As for the pending tax time, I've confirmed something I was hoping to be wrong about (apologies for the dangling participle).  Because we are in a civil union, we get to fill out our State tax forms as a couple--yeah!  I've waited a long time for that.  It rocks to be legal.  But, before we can enjoy the glory of being an officially civilized couple in the State, we first have to fill out the Federal forms "as if married" (that's the terminology the State uses) and then use the data from the "as if married" Federal forms to complete our State tax return on the "as if married" federal data. Meaning, the wife and I will each do our "as if married" federal taxes (separately but pretending not to be separate), then do our State Taxes together as if married, then each re-do our Federal taxes as single, as our "as if married" Federal forms are not legal. This hurts my head.  (Strangely enough, the State indicates that couples in civil unions cannot file electronically--they have to file the old fashioned way.  WTF?)  I can't say I'm looking forward to tax time--I can already hear the arguing:
Me:             "No! That's the State form!
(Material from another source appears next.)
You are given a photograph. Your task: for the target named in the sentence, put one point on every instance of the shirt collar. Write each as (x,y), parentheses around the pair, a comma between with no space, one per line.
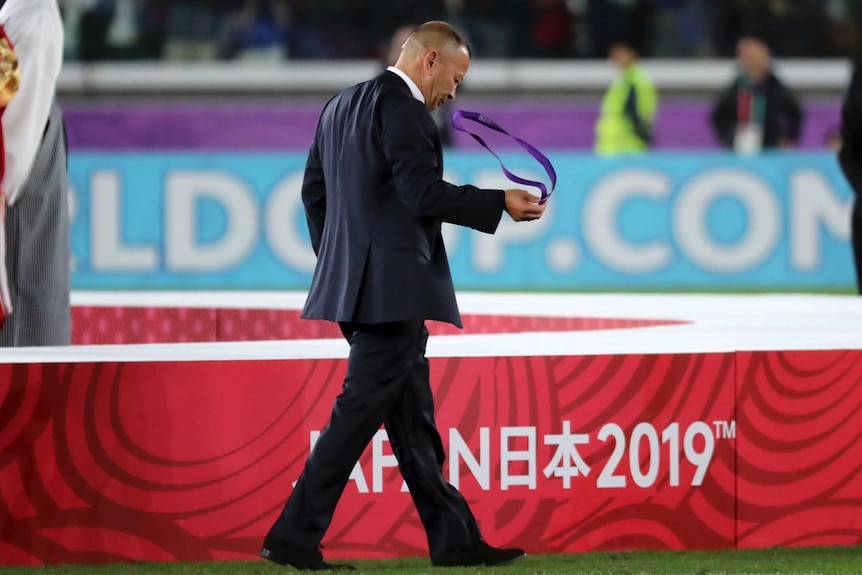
(414,89)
We need the Federal form."
The wife:    "Are we married or not on this form?"
Me:              "We're single."
The wife:     "Are you sure?"
Me:              "Of course I'm sure.  Is that the State or Federal form?"
The wife:     "It's the "as if married" form."
Me:               "Which is the Federal form on which we base the State form."
The wife:     "Yes."
Me:               "Then, we are single but we're acting as if married?"
The wife:    "If that's our real Federal forms, yes."
Me:              "Yes what?"
The wife:     "Yes, this is the real form which we are using to make the as if married form                            so we can base our State taxes on it."
Me:              "That's not the right form.  You've got the wrong form."
The wife:    "I've got the correct form.  You've got the wrong form."
Me:              "You know we can't file this on line."
The wife:     "Do we both have to file this or do we file one?"
Me:              "I don't know.  I just know we can't do it on line."

Thank goodness for tax-filing computer programs and for the wife being a math major. Start praying for us right now.

....hey, think all that expensive dog food is tax deductible?